The table below captures the key results of a recent study.

[1]
Attribute
[2]
Importance Rating
[3]
Percent Impacted
[4]
Impact Weighted by Importance
[5]
Percent Not Impacted
[6]
Lack of Impact Weighted by Importance
A .81 92 75 8 7
B .63 75 47 25 16
C .48 53 25 47 23
D .74 53 39 47 35
Average Impact 47 39

Column [1] lists the four attributes that P deems to be false.

Column [2] shows the importance ratings mentioned earlier as a fraction ranging from 0 to 1.00. As can be seen in Column 2, the allegedly offending attributes differ in their capacity to impact consumers because not all consumers are equally susceptible to all the attributes. The “susceptibility variance” is measured by how important each attribute is to every individual member of the consuming public. In other words, not every false claim has the same “sticking power” for all consumers; consumers implicitly differ from one another.

Column [3] shows the percent of the sample that checked the “Very/Somewhat likely to buy Brand W” in the questionnaire. These are the people who were affected by the content and the phrasing of the false claim.

Column [4] is the result of weighting the percent of people impacted by the false advertising by the attribute’s relative importance. The weighted impact is obtained by multiplying the data for each attribute in Column [2] by Column [3]. In so doing we account for the very important fact that not all attributes are equally important to all the members of a market. The adjusted, or weighted, result captures interpersonal differences as well as inter-attribute differences and thus safeguards the validity of results.

Column [5] shows the percent of people who were not impacted by the false advertising, i.e., those who showed preference for the “not-misleading” brand or were indifferent between the two brands. The data in Column [5] is the complement of Column [3]; the sum of the two equals 100 percent.

Column [6] presents the weighted percentages of the non-impacted people for each attribute, just as Column [4] presented the results for the impacted people.

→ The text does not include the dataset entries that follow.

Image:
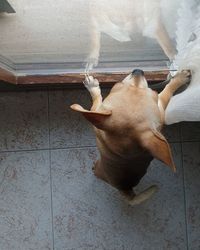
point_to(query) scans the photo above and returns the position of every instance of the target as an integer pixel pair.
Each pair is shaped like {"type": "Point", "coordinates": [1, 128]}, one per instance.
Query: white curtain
{"type": "Point", "coordinates": [186, 105]}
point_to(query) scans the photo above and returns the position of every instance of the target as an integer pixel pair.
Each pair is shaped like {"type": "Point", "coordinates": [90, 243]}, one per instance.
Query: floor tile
{"type": "Point", "coordinates": [190, 131]}
{"type": "Point", "coordinates": [172, 133]}
{"type": "Point", "coordinates": [191, 163]}
{"type": "Point", "coordinates": [24, 120]}
{"type": "Point", "coordinates": [89, 214]}
{"type": "Point", "coordinates": [67, 127]}
{"type": "Point", "coordinates": [25, 201]}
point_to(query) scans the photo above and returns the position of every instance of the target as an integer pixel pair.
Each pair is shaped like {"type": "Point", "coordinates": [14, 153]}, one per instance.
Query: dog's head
{"type": "Point", "coordinates": [131, 115]}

The last line at the bottom of the table shows the weighted average brand impact for the impacted (BI[I]) group, which equals 47, and the weighted average brand impact for the not impacted group (BI[NI]), which equals 39. The Brand Impact Indexes are calculated by summing over the four attributes and dividing by four.

The Gain Factor

Armed with the two indices we can now derive a gain factor due to false advertising using the formula:

Gain Factor = [BI(I) – BI (NI)]/BI(I)

The formula states that the gain factor is equal to the net impact of the falsely advertised brand as a proportion of its total brand impact. The Gain Factor answers the question: What proportion of the preference for the misleading brand is due to the false claims made in its marketing communication? In this case, the gain factor equals:

Gain Factor = [47 – 39]/47 = 17%

This means that the false advertising being contested here is responsible for 17 percent of the total preference for the brand that is attributable directly to the false advertising of the four attributes.

Discussion

When a brand is alleged to have engaged in false advertising the plaintiff lays claim to a portion of the infringing brand’s revenue and profits arguing that ceteris paribus, if it were not for the false claims, its own sales and profits would have been higher. This formulation pits two brands against each other in a zero-sum scenario.

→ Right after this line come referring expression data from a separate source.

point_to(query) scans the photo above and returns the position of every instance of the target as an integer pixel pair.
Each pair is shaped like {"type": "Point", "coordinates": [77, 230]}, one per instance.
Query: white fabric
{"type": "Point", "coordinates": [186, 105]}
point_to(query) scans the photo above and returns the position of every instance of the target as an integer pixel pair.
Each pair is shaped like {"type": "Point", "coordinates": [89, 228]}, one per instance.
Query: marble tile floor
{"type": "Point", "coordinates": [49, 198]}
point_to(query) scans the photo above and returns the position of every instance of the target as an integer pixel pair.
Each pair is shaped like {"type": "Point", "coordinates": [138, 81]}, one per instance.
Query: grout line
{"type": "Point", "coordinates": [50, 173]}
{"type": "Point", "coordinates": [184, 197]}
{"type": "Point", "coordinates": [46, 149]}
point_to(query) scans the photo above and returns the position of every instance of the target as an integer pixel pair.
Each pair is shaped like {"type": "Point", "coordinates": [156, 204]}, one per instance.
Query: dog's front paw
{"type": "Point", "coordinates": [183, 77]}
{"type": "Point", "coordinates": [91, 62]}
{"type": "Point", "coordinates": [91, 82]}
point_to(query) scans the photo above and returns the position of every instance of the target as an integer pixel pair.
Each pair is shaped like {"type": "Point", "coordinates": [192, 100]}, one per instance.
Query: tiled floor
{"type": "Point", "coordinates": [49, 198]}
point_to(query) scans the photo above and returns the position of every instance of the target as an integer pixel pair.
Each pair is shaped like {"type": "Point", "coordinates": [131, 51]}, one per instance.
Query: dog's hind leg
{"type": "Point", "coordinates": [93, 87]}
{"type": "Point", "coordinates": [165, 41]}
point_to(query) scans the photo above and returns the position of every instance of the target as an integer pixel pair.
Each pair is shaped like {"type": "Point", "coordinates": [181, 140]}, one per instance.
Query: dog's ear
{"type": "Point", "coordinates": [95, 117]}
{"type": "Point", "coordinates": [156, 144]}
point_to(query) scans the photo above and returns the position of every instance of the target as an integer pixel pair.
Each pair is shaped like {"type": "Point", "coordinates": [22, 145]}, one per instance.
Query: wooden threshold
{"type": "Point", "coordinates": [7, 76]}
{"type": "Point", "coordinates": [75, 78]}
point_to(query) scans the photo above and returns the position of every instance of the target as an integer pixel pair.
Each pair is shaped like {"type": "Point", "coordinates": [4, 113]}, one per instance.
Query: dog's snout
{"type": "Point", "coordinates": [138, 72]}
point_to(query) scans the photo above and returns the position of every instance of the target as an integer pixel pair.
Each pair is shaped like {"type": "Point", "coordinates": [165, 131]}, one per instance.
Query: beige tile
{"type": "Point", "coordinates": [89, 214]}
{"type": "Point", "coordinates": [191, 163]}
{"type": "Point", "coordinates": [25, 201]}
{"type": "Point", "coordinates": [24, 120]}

Consumer research cannot estimate the transfer of sales, revenue or profits from one brand to another that is due to false claims. But, as demonstrated in this paper, consumer research can estimate the overall ill-gotten gain of the alleged misleading brand.

Instead of pitting a specific brand against the alleged infringer, this estimate is pitting the infringer against the average of all brands in the product category. It does so by estimating the ill-gotten gain as compared to not having used the allegedly misleading claims.

We can employ consumer research as shown here to assess the gain from misleading communication regardless of who the loser might be, as long as the loser is a brand operating in the same product space.

The methodology discussed here provides the finder of fact with a quantitative estimate of the impact of false advertising that should be of value in finding for one of the litigants.